The Global Semiconductor Alliance has formed the Capital Lite Working Group to help new semiconductor startups reduce costs, raise equity financing, and otherwise improve their changes of success.

The group will look at new business models, partnerships, and tools for smaller chip-design companies. The GSA represents “fabless” chip design companies, or those that design chips but have them fabricated by a contract manufacturer.

The group could prove to be a catalyst for startups in the $300 billion chip business. While there is a lot of money to be made in chips, it’s not easy to get into the business, where giants rule.

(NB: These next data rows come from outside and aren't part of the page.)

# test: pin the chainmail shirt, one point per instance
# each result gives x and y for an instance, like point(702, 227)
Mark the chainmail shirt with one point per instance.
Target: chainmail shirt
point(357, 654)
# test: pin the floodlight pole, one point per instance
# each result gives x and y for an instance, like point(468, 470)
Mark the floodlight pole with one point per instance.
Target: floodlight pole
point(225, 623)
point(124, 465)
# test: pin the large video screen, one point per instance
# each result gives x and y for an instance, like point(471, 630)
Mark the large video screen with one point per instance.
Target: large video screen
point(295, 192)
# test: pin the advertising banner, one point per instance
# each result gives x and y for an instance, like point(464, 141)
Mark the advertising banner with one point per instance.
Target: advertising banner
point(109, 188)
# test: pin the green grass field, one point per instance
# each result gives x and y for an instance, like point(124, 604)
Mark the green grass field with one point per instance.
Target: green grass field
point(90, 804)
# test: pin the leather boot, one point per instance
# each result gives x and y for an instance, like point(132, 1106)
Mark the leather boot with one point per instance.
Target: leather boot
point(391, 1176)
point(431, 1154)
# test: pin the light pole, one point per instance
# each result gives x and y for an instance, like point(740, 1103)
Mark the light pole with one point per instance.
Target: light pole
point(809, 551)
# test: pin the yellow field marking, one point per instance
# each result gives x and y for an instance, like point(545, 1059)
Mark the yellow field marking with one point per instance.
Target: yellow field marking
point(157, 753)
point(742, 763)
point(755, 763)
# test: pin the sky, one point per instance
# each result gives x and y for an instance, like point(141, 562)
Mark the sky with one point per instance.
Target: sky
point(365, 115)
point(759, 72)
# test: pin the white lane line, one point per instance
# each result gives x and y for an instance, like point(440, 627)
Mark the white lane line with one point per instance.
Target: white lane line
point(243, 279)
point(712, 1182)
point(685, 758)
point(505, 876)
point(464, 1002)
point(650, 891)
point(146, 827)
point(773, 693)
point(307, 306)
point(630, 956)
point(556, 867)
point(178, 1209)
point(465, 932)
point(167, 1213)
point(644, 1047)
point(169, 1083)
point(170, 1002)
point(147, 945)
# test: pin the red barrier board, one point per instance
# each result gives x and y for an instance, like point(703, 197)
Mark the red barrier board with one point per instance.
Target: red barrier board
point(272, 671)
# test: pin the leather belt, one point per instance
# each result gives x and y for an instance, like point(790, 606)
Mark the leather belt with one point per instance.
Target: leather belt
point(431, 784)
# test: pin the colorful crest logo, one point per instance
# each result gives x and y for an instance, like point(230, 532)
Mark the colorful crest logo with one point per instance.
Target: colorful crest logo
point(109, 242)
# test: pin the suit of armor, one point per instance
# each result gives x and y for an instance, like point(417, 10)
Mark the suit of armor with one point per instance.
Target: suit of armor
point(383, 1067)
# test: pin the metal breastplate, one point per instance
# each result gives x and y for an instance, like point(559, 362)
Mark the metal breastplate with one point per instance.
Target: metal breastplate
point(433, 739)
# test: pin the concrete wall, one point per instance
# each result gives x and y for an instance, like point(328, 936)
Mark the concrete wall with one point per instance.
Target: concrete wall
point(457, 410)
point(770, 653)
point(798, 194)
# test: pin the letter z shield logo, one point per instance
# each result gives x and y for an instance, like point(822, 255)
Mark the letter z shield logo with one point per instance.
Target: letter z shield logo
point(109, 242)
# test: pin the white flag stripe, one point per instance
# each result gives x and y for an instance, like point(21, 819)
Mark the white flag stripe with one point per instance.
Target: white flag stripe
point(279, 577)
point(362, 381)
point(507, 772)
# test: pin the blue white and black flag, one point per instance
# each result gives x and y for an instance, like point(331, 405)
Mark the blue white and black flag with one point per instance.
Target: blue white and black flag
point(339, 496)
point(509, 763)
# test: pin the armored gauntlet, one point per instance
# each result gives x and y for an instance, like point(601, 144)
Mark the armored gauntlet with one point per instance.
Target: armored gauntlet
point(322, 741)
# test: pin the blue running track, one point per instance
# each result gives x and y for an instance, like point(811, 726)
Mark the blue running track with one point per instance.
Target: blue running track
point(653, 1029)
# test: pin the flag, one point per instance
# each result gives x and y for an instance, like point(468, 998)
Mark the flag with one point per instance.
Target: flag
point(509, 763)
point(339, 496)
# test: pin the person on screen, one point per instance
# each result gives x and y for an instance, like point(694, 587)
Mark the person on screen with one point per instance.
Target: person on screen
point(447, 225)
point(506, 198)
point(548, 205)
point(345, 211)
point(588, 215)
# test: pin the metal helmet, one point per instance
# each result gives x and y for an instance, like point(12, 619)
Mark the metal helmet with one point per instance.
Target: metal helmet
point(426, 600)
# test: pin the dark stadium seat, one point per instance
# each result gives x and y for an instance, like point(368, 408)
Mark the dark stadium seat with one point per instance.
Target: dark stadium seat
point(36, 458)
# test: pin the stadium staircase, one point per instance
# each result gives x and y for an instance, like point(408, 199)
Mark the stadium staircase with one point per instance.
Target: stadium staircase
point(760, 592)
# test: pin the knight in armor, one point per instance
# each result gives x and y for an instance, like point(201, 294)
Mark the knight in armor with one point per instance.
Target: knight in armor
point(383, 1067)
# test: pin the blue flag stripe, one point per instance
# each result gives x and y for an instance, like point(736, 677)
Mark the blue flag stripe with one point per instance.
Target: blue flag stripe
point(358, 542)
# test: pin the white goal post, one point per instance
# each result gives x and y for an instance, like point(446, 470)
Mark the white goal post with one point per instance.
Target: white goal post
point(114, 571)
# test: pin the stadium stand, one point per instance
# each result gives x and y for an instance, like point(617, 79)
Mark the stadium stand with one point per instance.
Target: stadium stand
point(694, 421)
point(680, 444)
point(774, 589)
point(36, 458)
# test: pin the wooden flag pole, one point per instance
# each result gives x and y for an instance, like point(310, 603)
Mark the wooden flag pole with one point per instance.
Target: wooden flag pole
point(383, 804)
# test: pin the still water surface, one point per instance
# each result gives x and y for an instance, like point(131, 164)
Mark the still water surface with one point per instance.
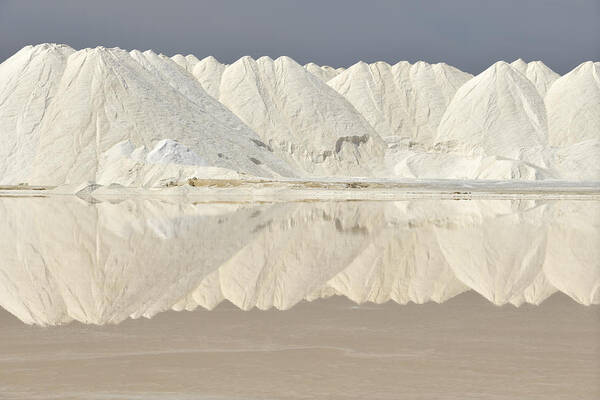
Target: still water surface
point(419, 299)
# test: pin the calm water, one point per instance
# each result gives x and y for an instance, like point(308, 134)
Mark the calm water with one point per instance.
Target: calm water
point(420, 299)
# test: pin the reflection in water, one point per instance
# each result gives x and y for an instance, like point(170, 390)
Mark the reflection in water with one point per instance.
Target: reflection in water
point(65, 259)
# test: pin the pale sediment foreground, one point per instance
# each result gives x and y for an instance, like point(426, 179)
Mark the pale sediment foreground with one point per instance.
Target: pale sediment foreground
point(160, 297)
point(464, 348)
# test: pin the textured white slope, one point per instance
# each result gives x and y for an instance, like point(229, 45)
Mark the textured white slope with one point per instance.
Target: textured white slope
point(325, 73)
point(403, 100)
point(208, 72)
point(497, 113)
point(186, 62)
point(301, 118)
point(100, 97)
point(538, 73)
point(577, 162)
point(573, 105)
point(541, 76)
point(27, 85)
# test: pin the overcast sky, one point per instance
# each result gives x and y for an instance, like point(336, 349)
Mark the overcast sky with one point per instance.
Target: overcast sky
point(469, 34)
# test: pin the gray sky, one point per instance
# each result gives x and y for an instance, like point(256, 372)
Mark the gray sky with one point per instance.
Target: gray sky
point(469, 34)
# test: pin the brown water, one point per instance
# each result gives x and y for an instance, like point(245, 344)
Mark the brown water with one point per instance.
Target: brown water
point(465, 348)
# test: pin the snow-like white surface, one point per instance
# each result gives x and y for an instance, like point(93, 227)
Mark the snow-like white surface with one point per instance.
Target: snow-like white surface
point(403, 100)
point(61, 110)
point(112, 116)
point(302, 119)
point(323, 72)
point(109, 261)
point(573, 105)
point(499, 112)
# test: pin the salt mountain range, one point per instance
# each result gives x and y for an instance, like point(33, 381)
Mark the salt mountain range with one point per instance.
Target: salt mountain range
point(141, 118)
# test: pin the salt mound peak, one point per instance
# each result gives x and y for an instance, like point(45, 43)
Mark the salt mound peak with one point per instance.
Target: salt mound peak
point(113, 95)
point(324, 72)
point(404, 101)
point(573, 105)
point(538, 73)
point(297, 115)
point(209, 72)
point(520, 65)
point(499, 112)
point(186, 62)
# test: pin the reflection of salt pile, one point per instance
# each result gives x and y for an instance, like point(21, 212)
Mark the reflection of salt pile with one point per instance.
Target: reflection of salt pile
point(111, 261)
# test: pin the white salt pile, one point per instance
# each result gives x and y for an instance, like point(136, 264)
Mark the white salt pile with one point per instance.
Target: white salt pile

As we noted at the GSA’s recent dinner, the chip industry is the bedrock of the $1 trillion-plus electronics industry. And its pace of innovation is punishing, with new chip factories costing as much as $4 billion to build now. Every two years, chip makers have to invent entirely new processes to keep the lights turned on, and chip designers have to create high-demand chips to keep the factories filled. Moore’s Law, the prediction by Intel chairman emeritus Gordon Moore that the number of transistors on a chip will double every two years, demands continuous breakthroughs. Startups are the ones that either come up with the breakthroughs or exploit them.

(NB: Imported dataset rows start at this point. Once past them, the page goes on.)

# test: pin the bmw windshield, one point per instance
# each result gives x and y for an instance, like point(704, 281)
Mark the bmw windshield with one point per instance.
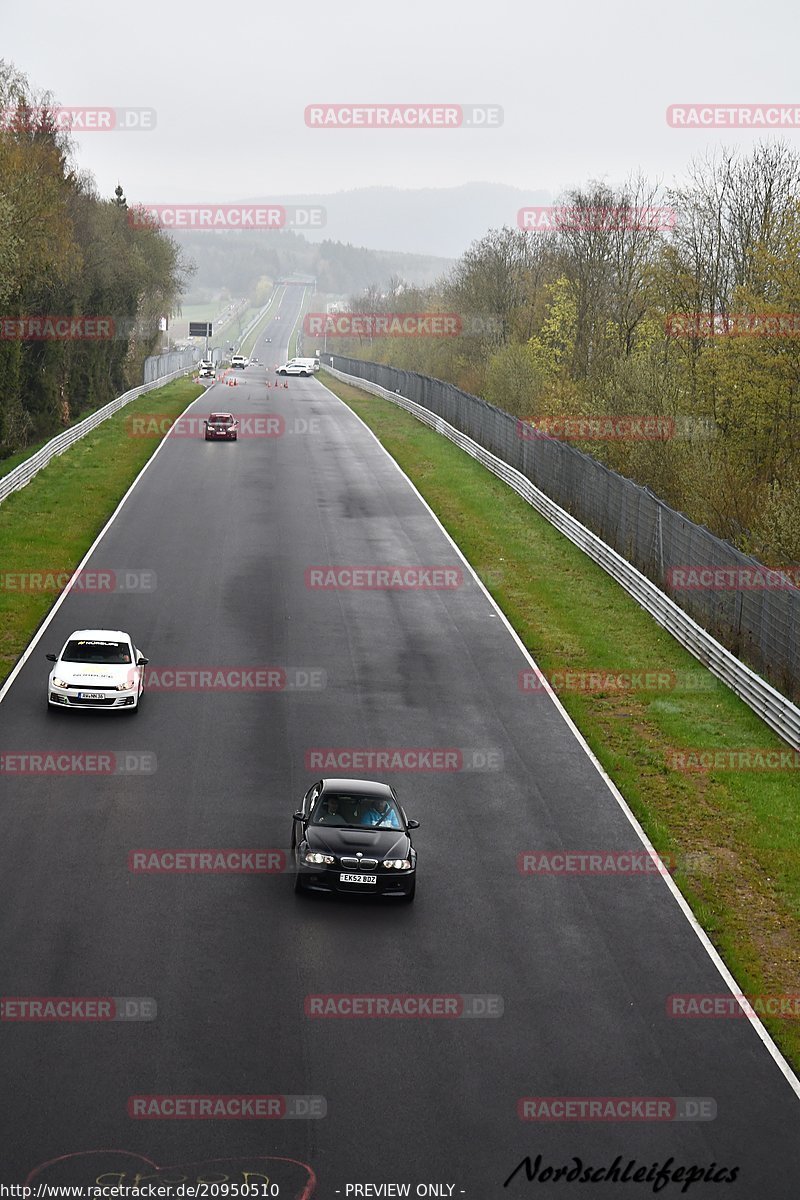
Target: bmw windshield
point(356, 811)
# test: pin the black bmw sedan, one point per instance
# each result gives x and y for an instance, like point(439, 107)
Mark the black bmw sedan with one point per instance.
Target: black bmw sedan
point(352, 835)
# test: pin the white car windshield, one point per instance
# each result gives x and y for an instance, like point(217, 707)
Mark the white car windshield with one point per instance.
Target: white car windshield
point(109, 653)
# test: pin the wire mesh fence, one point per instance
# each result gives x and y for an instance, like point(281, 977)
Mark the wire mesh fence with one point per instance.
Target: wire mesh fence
point(753, 611)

The group is analyzing the current funding problem in order to provide real, workable solutions that re-attract venture investment to the semiconductor industry. Too many VCs avoid chip companies these days because they may take $100 million in investment before they can get to market. That’s just too risky for some investors. The GSA has created a white paper on the topic dubbed, The Capital-Lite Semiconductor Model: Revitalizing Semiconductor Startup Investment. More than 30 member companies are part of the group, with representatives from the semiconductor, electronic design automation (EDA), foundry (contract chip manufacturer), VC and banking segments.

The GSA said chip funding deals have fallen significantly since the downturn of 2008, dropping from 22 deals in 2007 to four in 2011. The average round fell from $8.7 million in 2007 to $7 million in 2011.